Data Eng Weekly

Hadoop Weekly Issue #130

19 July 2015

This week's newsletter has several articles that cover the broad topic of distributed systems—not directly Hadoop but certainly good background. Articles on Spark, Kafka, Pig, and Hadoop security round out the technical articles, and there are quite a few releases. These include Spark, Atlas, and Druid. Finally, be sure to see the details below to enter a raffle for a free ticket to Hadoop World in NYC—submissions are accepted through end of day July 22nd.


Automated testing of distributed systems is starting to get some attention as the industry realizes that our current tools and tests aren't sufficient. This post looks at this problem and discusses three scenarios for testing—end-to-end, asynchronous data delivery, and node failure.

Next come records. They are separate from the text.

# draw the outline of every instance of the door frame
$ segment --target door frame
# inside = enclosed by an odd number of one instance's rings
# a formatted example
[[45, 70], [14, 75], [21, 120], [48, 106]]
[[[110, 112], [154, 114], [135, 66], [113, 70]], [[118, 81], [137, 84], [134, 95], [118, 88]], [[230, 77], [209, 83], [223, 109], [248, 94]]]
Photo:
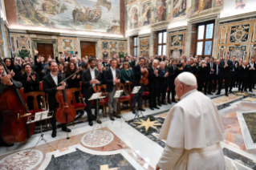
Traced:
[[100, 38], [78, 38], [78, 55], [79, 57], [81, 57], [82, 52], [81, 52], [81, 42], [95, 42], [95, 54], [96, 54], [96, 58], [102, 58], [101, 54], [100, 54]]

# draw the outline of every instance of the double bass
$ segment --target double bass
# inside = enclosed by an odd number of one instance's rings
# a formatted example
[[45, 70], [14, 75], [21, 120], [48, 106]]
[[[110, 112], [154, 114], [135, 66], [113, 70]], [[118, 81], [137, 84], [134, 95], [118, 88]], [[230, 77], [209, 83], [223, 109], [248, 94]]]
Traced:
[[[0, 62], [3, 65], [6, 74], [10, 74], [7, 67], [1, 58]], [[10, 80], [14, 82], [12, 78]], [[0, 111], [3, 117], [1, 133], [2, 140], [6, 144], [24, 142], [35, 132], [35, 123], [26, 124], [27, 116], [31, 115], [31, 114], [29, 113], [29, 108], [26, 103], [25, 94], [17, 88], [10, 87], [1, 94]]]

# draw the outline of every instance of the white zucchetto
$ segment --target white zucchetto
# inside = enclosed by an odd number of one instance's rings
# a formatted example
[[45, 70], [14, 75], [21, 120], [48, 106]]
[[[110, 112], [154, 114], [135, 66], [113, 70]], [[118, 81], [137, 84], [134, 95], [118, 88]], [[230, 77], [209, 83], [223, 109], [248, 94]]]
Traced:
[[181, 73], [177, 79], [180, 80], [180, 82], [185, 83], [188, 86], [197, 86], [197, 79], [196, 77], [189, 72], [183, 72]]

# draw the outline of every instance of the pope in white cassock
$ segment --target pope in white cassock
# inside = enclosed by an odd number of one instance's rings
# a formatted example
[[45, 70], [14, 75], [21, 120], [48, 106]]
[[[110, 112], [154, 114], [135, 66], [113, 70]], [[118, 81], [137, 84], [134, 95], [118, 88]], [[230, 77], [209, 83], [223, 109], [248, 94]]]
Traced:
[[181, 100], [169, 112], [159, 139], [166, 144], [156, 170], [223, 170], [220, 141], [224, 128], [215, 104], [197, 91], [197, 79], [189, 72], [175, 79]]

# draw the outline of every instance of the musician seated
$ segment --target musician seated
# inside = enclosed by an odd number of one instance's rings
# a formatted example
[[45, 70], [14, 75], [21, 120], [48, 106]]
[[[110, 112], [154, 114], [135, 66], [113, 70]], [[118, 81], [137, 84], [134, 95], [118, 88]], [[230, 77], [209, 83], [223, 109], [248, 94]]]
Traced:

For testing the node failure scenario, the Eventuate chaos testing utilities look interesting. The introductory post describes using boot2docker (on Mac OS X) and docker to run several Cassandra nodes. After setting up custom routes on the host, a client can be tested as the tool randomly stops and starts containers, which simulates node failure in a distributed system.

To continue on the distributed systems theme, this post (and the response) contain a discussion of the CAP theorem. The article recaps some key conversations about the CA category, describes CA, discusses the overlap between CP and CA, and discusses some practical considerations related to network partitions.

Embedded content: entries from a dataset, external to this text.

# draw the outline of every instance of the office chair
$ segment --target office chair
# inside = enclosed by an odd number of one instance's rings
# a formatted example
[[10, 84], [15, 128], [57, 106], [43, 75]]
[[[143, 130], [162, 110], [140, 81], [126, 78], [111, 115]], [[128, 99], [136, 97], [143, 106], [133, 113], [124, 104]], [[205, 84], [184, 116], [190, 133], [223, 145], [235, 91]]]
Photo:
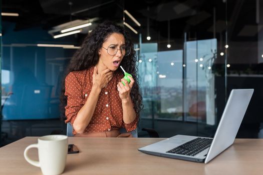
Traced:
[[[72, 128], [72, 126], [71, 126], [71, 124], [70, 124], [70, 123], [69, 122], [67, 124], [67, 136], [73, 136], [73, 134], [72, 134], [73, 130], [73, 129]], [[125, 128], [121, 128], [121, 129], [120, 130], [120, 132], [121, 133], [127, 132]], [[138, 132], [137, 130], [137, 128], [135, 130], [131, 131], [131, 134], [132, 134], [133, 137], [138, 138]]]

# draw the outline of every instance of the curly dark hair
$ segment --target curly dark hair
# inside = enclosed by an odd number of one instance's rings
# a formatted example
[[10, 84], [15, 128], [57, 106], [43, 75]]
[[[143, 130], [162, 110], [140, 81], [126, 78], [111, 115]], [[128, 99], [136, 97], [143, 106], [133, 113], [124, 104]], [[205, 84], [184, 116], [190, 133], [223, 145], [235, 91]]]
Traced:
[[[61, 101], [61, 118], [66, 119], [65, 107], [67, 106], [67, 98], [65, 96], [65, 80], [66, 76], [73, 71], [79, 71], [89, 69], [95, 66], [99, 62], [99, 50], [108, 37], [113, 33], [122, 34], [125, 40], [126, 46], [131, 48], [130, 54], [124, 56], [121, 65], [124, 70], [130, 74], [135, 82], [131, 90], [131, 97], [133, 103], [134, 110], [139, 114], [143, 106], [142, 104], [142, 96], [140, 94], [137, 72], [136, 52], [133, 48], [133, 44], [130, 38], [129, 33], [124, 28], [110, 22], [105, 22], [98, 25], [92, 32], [85, 38], [81, 48], [75, 52], [66, 69], [65, 77], [63, 79]], [[116, 70], [122, 72], [119, 67]]]

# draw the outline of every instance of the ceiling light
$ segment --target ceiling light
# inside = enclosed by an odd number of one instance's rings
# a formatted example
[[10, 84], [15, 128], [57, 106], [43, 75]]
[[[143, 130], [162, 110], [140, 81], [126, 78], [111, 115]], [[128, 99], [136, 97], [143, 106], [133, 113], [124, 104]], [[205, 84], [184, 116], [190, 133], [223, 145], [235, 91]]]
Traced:
[[128, 24], [127, 24], [125, 22], [123, 22], [123, 24], [127, 26], [129, 28], [130, 28], [131, 30], [132, 30], [134, 32], [135, 32], [136, 34], [138, 34], [138, 32], [137, 32], [134, 28], [133, 28], [131, 26], [129, 25]]
[[79, 46], [73, 46], [72, 47], [63, 47], [64, 48], [76, 48], [76, 49], [79, 49], [81, 47]]
[[141, 24], [140, 23], [139, 23], [139, 22], [132, 16], [132, 15], [131, 15], [127, 10], [124, 10], [123, 11], [123, 12], [124, 12], [124, 13], [126, 14], [127, 15], [128, 15], [128, 16], [129, 17], [130, 17], [130, 18], [132, 20], [133, 20], [133, 22], [135, 22], [136, 24], [138, 25], [138, 26], [141, 26]]
[[53, 36], [53, 38], [60, 38], [60, 37], [62, 37], [62, 36], [67, 36], [68, 35], [70, 35], [70, 34], [72, 34], [79, 33], [81, 32], [81, 30], [72, 31], [72, 32], [68, 32], [67, 33], [65, 33], [65, 34], [58, 34], [58, 35], [55, 35], [55, 36]]
[[55, 48], [72, 48], [74, 45], [69, 44], [37, 44], [37, 46], [39, 47], [55, 47]]
[[165, 76], [165, 74], [160, 74], [159, 75], [159, 78], [166, 78], [166, 76]]
[[2, 16], [19, 16], [19, 14], [18, 13], [2, 12], [1, 15]]
[[73, 26], [72, 28], [66, 28], [66, 29], [63, 30], [61, 30], [61, 32], [62, 33], [65, 33], [65, 32], [70, 32], [70, 31], [71, 31], [71, 30], [75, 30], [76, 29], [79, 29], [79, 28], [85, 28], [86, 26], [90, 26], [91, 24], [92, 24], [91, 22], [84, 24], [79, 25], [79, 26]]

The Altiscale blog has a post with some tips for working with Spark. The post covers verifying Spark job configuration, configuring log levels, and where to find logs for Spark jobs.

This post accompanies slides from a recent presentation on the various mechanisms for deploying Spark. It covers the commonalities independent of deployment mechanism and the major deployment options—standalone mode, YARN, Mesos, DataStax Enterprise, and Spark in the cloud. The post also intros/plugs the Spark Job Server, which is a REST api for managing Spark jobs.

ComputerWorld has coverage on a recent research project at MIT on building a FPGA and Flash-based server network to offer an alternative to distributed applications that require all data in RAM. They've shown that their setup can store/process the same amount of data as an all-memory cluster for much cheaper.

The Databricks blog has a post on Spark 1.4's new support for window functions in SparkSQL and the DataFrames API. The article describes the basics of window functions, gives several examples, and enumerates all the supported functionality.

The Hortonworks blog has a post describing another one of Spark 1.4's new features—support for Apache ORC. The integration includes support for ORCs column pruning, predicate push-down, and partition pruning. The introductory post describes these features and gives examples of using ORC via scala and java.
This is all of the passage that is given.